La défaite de l’Occident, d’Emmanuel Todd

Deux ans après le début de la guerre en Ukraine, Emmanuel Todd publie un livre explosif sur la situation de l’Occident, à contre-courant des discours majoritaires sur les enjeux du conflit. L’essayiste a certes habitué ses lecteurs à des propos plutôt décapants et souvent pertinents, mais ce dernier opus apparaît particulièrement audacieux. Il pose une question grave pour tous les Européens, qui s’apprêtent à vivre, selon lui, la fin de l’Occident, et l’entrée du monde dans une nouvelle ère géopolitique entraînée par la dynamique des nouvelles alliances autour de la Russie.

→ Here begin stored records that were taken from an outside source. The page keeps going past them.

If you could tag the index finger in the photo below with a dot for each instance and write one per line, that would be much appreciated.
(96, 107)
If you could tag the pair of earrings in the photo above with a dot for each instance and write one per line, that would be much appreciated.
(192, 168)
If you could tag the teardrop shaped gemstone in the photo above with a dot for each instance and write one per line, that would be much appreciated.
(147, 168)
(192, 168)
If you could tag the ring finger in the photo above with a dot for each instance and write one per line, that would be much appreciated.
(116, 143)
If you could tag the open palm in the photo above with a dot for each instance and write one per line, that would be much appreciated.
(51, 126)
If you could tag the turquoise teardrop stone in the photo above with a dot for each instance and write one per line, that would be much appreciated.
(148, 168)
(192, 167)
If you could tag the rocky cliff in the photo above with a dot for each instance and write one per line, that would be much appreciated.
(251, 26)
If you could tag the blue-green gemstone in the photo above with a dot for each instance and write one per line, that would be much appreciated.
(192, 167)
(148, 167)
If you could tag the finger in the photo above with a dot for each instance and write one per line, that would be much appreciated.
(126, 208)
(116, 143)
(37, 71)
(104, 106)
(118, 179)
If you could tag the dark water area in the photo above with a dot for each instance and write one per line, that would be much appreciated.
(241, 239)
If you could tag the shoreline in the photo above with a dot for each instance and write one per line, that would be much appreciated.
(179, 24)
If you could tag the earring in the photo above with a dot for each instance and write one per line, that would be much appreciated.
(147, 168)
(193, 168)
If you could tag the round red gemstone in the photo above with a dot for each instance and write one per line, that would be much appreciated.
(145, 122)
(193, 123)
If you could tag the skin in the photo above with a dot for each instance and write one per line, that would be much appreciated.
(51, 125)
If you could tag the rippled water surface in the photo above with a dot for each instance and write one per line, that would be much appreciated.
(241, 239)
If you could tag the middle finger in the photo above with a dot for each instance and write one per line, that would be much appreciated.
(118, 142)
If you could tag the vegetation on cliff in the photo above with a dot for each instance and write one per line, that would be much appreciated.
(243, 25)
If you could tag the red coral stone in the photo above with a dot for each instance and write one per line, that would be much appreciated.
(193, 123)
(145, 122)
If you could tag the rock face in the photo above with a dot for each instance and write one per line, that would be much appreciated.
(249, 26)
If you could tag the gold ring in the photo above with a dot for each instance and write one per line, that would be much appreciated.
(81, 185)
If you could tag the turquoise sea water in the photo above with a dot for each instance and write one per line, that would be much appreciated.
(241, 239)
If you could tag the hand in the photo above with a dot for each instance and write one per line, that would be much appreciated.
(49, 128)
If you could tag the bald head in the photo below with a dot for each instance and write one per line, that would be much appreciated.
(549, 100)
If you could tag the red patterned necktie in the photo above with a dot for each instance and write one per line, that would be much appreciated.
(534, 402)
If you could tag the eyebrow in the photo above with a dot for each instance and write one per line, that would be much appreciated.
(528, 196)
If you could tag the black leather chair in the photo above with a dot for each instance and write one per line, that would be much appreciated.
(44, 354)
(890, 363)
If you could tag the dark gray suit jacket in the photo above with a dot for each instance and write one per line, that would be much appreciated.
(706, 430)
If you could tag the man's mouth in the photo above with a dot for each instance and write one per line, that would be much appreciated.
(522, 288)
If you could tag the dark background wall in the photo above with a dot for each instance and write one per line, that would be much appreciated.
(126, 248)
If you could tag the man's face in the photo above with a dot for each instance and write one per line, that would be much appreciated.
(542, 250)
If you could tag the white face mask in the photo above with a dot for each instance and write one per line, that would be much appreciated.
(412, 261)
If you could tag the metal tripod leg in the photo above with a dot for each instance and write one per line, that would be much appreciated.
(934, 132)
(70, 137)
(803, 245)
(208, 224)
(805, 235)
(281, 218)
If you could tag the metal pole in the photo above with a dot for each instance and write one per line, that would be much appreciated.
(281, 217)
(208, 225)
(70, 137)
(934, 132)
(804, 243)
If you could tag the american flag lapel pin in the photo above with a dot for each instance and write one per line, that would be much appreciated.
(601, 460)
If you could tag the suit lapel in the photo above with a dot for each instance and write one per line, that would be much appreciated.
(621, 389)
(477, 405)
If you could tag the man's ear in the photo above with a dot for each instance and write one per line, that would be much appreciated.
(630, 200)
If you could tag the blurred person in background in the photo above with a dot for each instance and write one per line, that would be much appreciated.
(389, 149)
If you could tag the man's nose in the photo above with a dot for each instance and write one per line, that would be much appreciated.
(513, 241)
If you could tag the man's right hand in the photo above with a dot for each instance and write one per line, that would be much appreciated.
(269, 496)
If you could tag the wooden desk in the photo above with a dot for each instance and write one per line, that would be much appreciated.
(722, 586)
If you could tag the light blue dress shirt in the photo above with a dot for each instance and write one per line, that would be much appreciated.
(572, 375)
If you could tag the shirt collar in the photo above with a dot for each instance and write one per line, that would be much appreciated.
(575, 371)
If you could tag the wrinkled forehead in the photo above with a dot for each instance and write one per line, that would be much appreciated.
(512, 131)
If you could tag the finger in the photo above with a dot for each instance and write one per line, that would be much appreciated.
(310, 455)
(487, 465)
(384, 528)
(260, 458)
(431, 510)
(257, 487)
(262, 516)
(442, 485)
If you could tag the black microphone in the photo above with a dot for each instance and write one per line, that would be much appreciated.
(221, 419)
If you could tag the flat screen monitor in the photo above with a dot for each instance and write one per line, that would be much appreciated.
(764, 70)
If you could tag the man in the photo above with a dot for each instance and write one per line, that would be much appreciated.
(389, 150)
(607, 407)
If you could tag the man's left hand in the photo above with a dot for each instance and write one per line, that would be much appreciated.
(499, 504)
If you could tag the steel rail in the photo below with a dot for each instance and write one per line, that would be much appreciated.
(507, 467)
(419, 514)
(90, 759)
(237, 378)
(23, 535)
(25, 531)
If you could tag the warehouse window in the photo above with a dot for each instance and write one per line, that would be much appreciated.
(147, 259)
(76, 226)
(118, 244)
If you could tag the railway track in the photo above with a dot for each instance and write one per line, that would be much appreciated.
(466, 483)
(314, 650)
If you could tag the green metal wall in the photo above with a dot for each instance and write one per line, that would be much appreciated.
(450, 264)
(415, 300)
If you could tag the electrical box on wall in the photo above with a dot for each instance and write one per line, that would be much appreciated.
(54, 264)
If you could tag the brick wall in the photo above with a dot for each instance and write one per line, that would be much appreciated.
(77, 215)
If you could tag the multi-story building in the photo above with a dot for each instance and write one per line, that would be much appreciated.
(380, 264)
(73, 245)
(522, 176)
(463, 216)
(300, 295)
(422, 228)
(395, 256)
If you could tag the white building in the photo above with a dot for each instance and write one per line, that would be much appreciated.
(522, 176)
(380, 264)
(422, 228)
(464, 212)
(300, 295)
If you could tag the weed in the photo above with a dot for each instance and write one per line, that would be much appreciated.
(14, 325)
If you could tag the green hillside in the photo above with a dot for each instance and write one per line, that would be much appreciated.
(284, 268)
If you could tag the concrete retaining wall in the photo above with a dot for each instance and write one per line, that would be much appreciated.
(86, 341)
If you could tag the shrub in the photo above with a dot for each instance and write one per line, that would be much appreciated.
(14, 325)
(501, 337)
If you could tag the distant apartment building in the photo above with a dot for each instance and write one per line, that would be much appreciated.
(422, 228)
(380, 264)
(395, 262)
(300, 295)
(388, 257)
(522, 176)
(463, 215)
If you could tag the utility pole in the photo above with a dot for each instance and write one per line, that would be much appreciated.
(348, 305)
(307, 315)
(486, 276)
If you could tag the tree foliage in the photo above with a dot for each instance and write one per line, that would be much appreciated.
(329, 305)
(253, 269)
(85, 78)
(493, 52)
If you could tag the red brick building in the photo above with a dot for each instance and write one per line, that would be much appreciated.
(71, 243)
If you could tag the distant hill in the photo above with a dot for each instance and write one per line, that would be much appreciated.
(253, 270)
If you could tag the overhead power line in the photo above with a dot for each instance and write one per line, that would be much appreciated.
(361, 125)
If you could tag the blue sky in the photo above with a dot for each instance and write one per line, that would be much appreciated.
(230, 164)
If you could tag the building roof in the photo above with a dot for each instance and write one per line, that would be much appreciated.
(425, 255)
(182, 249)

L’analyse d’Emmanuel Todd ne manque pas de bousculer, sans aucune complaisance, les a priori trop bien installés dans le camp occidental. Elle fait d’ores et déjà de La défaite de l’Occident un livre important, qui annonce les grands virages politiques à venir.

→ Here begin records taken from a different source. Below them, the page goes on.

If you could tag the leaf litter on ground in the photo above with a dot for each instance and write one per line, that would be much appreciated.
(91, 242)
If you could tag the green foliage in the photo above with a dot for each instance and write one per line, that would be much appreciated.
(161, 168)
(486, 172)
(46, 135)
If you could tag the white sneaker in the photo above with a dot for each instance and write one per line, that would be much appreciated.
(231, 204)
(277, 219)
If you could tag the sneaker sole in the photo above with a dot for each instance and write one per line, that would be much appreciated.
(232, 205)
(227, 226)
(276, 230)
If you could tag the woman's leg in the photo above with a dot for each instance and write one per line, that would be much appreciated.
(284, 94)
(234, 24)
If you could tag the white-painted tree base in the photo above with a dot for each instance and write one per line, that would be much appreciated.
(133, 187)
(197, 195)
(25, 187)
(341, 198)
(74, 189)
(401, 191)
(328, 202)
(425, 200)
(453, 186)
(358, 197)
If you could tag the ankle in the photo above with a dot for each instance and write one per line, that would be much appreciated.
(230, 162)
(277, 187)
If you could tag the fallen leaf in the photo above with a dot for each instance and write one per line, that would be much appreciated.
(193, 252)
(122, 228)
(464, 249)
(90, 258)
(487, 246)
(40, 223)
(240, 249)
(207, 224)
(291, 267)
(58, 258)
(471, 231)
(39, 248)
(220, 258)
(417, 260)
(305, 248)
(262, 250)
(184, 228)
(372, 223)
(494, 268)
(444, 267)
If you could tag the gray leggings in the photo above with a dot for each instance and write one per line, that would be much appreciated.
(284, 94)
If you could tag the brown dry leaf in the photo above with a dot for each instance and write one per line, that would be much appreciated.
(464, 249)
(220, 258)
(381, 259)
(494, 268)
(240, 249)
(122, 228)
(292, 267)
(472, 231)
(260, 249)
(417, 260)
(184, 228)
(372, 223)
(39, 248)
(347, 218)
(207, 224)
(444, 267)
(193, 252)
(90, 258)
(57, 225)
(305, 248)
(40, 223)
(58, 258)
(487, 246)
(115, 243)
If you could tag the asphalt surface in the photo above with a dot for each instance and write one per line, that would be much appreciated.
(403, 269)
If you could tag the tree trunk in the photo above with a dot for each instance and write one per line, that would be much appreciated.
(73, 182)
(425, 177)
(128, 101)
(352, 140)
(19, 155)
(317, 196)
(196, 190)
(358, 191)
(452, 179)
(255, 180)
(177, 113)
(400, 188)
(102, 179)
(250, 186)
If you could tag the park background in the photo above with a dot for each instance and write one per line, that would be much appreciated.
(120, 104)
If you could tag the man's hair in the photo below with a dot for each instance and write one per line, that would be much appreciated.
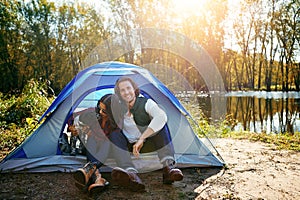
(126, 78)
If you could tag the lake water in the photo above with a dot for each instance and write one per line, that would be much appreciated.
(276, 112)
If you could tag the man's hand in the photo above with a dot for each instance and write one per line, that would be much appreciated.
(137, 147)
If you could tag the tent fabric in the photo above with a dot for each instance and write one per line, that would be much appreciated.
(40, 151)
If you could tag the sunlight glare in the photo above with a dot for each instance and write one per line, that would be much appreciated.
(189, 6)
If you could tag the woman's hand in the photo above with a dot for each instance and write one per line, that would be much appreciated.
(137, 147)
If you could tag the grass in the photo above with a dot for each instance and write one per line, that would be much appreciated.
(19, 116)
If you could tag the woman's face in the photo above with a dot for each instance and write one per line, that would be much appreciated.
(127, 91)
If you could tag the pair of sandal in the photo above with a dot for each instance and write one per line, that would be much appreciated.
(91, 182)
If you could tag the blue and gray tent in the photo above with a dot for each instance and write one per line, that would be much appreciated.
(40, 152)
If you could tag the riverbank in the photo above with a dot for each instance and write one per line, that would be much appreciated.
(254, 170)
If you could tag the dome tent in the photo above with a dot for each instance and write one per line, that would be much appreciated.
(40, 152)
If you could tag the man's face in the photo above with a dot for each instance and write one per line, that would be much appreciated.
(127, 91)
(102, 109)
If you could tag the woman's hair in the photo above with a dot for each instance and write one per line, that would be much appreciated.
(126, 78)
(107, 101)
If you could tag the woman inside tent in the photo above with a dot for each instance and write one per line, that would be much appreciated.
(96, 126)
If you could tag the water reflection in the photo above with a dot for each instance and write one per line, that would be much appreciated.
(261, 111)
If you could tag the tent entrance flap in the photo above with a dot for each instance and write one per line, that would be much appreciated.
(40, 152)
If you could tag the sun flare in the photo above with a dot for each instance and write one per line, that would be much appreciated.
(190, 6)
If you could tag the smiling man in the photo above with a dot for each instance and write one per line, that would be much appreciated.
(144, 130)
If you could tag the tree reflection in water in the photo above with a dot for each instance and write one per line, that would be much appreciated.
(261, 111)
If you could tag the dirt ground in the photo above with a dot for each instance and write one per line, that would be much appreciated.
(253, 171)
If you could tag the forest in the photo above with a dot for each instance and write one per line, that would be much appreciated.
(255, 47)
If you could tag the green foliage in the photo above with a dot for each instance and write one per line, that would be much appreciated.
(19, 114)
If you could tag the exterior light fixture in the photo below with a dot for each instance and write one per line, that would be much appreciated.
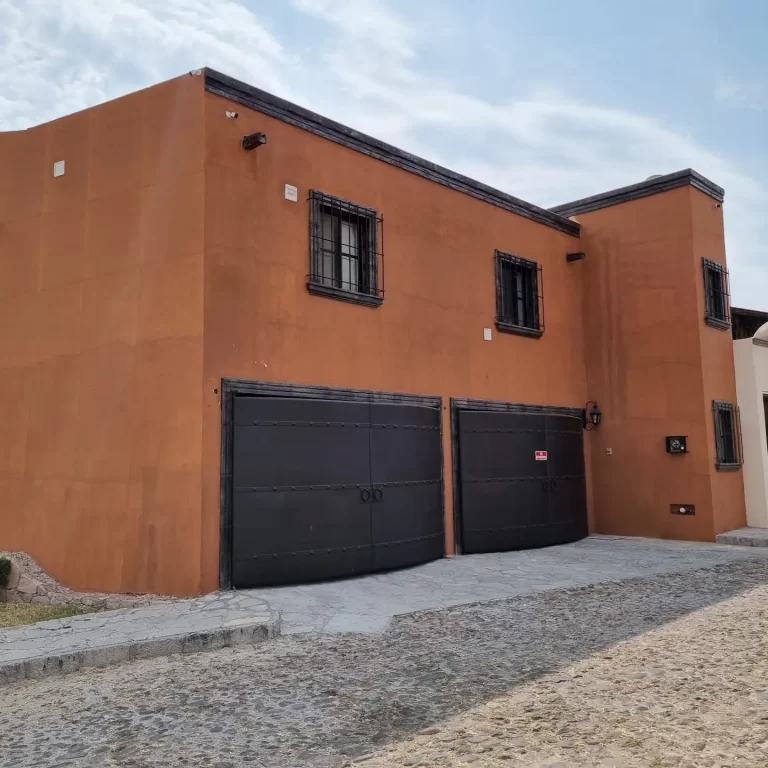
(591, 416)
(254, 140)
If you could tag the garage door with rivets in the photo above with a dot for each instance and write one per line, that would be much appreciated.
(323, 489)
(522, 480)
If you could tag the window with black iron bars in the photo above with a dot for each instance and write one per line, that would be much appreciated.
(345, 257)
(519, 298)
(718, 299)
(727, 435)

Commençons par le cadre d’analyse qu’utilise Emmanuel Todd pour arriver à ses conclusions. Premièrement, afin d’évaluer la « santé » des États, il ne se fonde pas uniquement sur des critères économiques (comme le PIB que de nombreux analystes estiment dépassé). Il intègre au contraire des indicateurs sociétaux nettement plus concrets : le taux d’ingénieurs mobilisables pour l’industrie et l’armement face à la fuite des cerveaux vers le monde immatériel de la finance et du droit, la mortalité infantile et le taux d’incarcération comme révélateurs du niveau de vie, ou encore l’obésité comme marqueur d’un manque individuel d’autodiscipline et d’une perte de repères. Deuxièmement, il introduit des prismes qui lui sont chers, permettant selon lui d’expliquer certains comportements d’un point de vue anthropologique : la structure familiale (parenté bilatérale ou patrilinéaire), le concept de nations « actives » ou « inertes », et la place de la religion dans les sociétés. Cette dernière, en particulier pour le protestantisme occidental (WASP), est étudiée selon une dégradation qu’Emmanuel Todd structure en trois stades : stade actif quand les pratiques sociales sont conformes à la tradition religieuse, stade « zombie » quand elles prennent leurs distances malgré un culte qui reste présent, puis stade « zéro » quand elles se rendent incompatibles (cas caractérisé par la reconnaissance légale du mariage pour tous). Enfin, Emmanuel Todd tente de décrypter les comportements et les stratégies à travers la progression du « nihilisme », qu’il entend comme une forme de « destruction de la vérité » interdisant toute description raisonnable du monde : prétendre par exemple, contre toute démonstration génétique, qu’un homme peut devenir une femme, apparaît comme un acte intellectuel typiquement nihiliste qui consiste « à affirmer le faux ».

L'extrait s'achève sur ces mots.